A: In 2020 the world changed. The pandemic of domestic violence became a pandemic-within-a-pandemic. One in three women will experience some form of violence in her lifetime, and the prevalence of this violence compounds economic inequality. We also know that domestic violence intersects with race, class, ethnicity, age, gender, sexual orientation and disability. Domestic and sexual violence directly impacts a woman’s ability to achieve economic stability and independence. The negative social and economic impacts of COVID-19 are magnifying this inequality.
Global Rights for Women anticipated that a surge in domestic violence would accompany stay-at-home mandates, so our team quickly took action creating and hosting a series of global webinars for front-line advocates around the world who work to advance safety and protective measures for women and girls.
Our global work also continues virtually until we can travel in person.
Our team has just completed a prosecutor training manual working with UN Women for Southeast Asia, a region encompassing 34 countries, from Afghanistan to Vietnam.
Also this year, GRW contributed to a UN gender-responsive policing manual that will be used to train police on domestic and sexual violence calls in UN member countries as well as train UN peacekeeping forces.
The United Nations, the U.S. State Department, and a broad range of international ministries regularly turn to us for consultation regarding women’s human right to live free from violence.
Q: Can we really make a global difference for women if GRW is based here in Minnesota?
A: I believe there is no way to separate human rights advocacy by geography. Global Rights for Women has a vision for international engagement for women’s rights in the world because gender-based violence has no borders.
For example, what happens in Afghanistan, or Texas, are all interconnected and have ripple effects in our communities. There are many economic and cultural dynamics that oppress women locally and globally and intersect with each other.
Our work is rooted in Minnesota’s legacy of leadership on addressing violence against women, and positions us as a uniquely effective force in partner collaborations. This legacy is powerful, including passing some of the first laws in the world on domestic violence, the creation of the Duluth Model of the Coordinated Community Response to violence, and the development of the Power and Control Wheel which has been translated into multiple languages. The first women’s shelter in the world was founded in St. Paul in 1972.
These are globally recognized tools of transformation developed in Minnesota that led to new understanding of violence against women as a root cause and consequence of inequality. Sometimes I think because of our name, people don’t immediately connect us to Minnesota. Global Rights for Women also does projects locally, often working in partnership with organizations doing direct service in the community with survivors.
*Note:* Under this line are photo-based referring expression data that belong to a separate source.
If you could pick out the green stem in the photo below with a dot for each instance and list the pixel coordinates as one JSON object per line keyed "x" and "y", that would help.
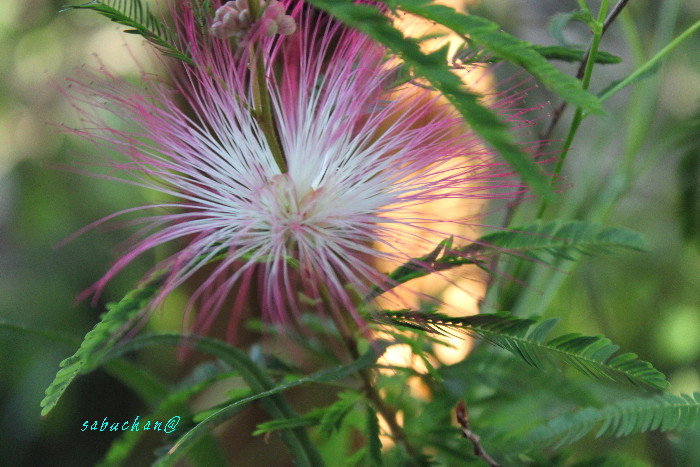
{"x": 651, "y": 63}
{"x": 262, "y": 108}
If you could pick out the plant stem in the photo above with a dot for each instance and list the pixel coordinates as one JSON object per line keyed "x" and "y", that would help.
{"x": 387, "y": 413}
{"x": 262, "y": 109}
{"x": 463, "y": 420}
{"x": 651, "y": 63}
{"x": 585, "y": 82}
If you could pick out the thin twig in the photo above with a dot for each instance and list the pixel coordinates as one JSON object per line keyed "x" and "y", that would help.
{"x": 556, "y": 115}
{"x": 559, "y": 111}
{"x": 463, "y": 420}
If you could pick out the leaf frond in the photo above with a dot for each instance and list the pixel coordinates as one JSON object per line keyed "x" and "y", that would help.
{"x": 593, "y": 356}
{"x": 112, "y": 326}
{"x": 663, "y": 412}
{"x": 139, "y": 19}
In 2020, we also launched our own direct service program, Pathways to Family Peace, that works with court-ordered men in Minnesota and in other places around the country on transformational behavior change.
Minnesota has powerful history understanding global issues, from businesses like the Carlson Companies addressing human trafficking, to the many respected global organizations that were founded here, including the Center for Victims of Torture, the American Refugee Committee and the Advocates for Human Rights, Minnesota is as much a part of the global community as cities like New York or Washington, DC. We have so much human rights expertise in our Minnesota communities, and this directly supports local advocacy.
Minnesotans can be proud of this legacy, and when they support organizations like Global Rights for Women, their impact is very far-reaching here at home and abroad.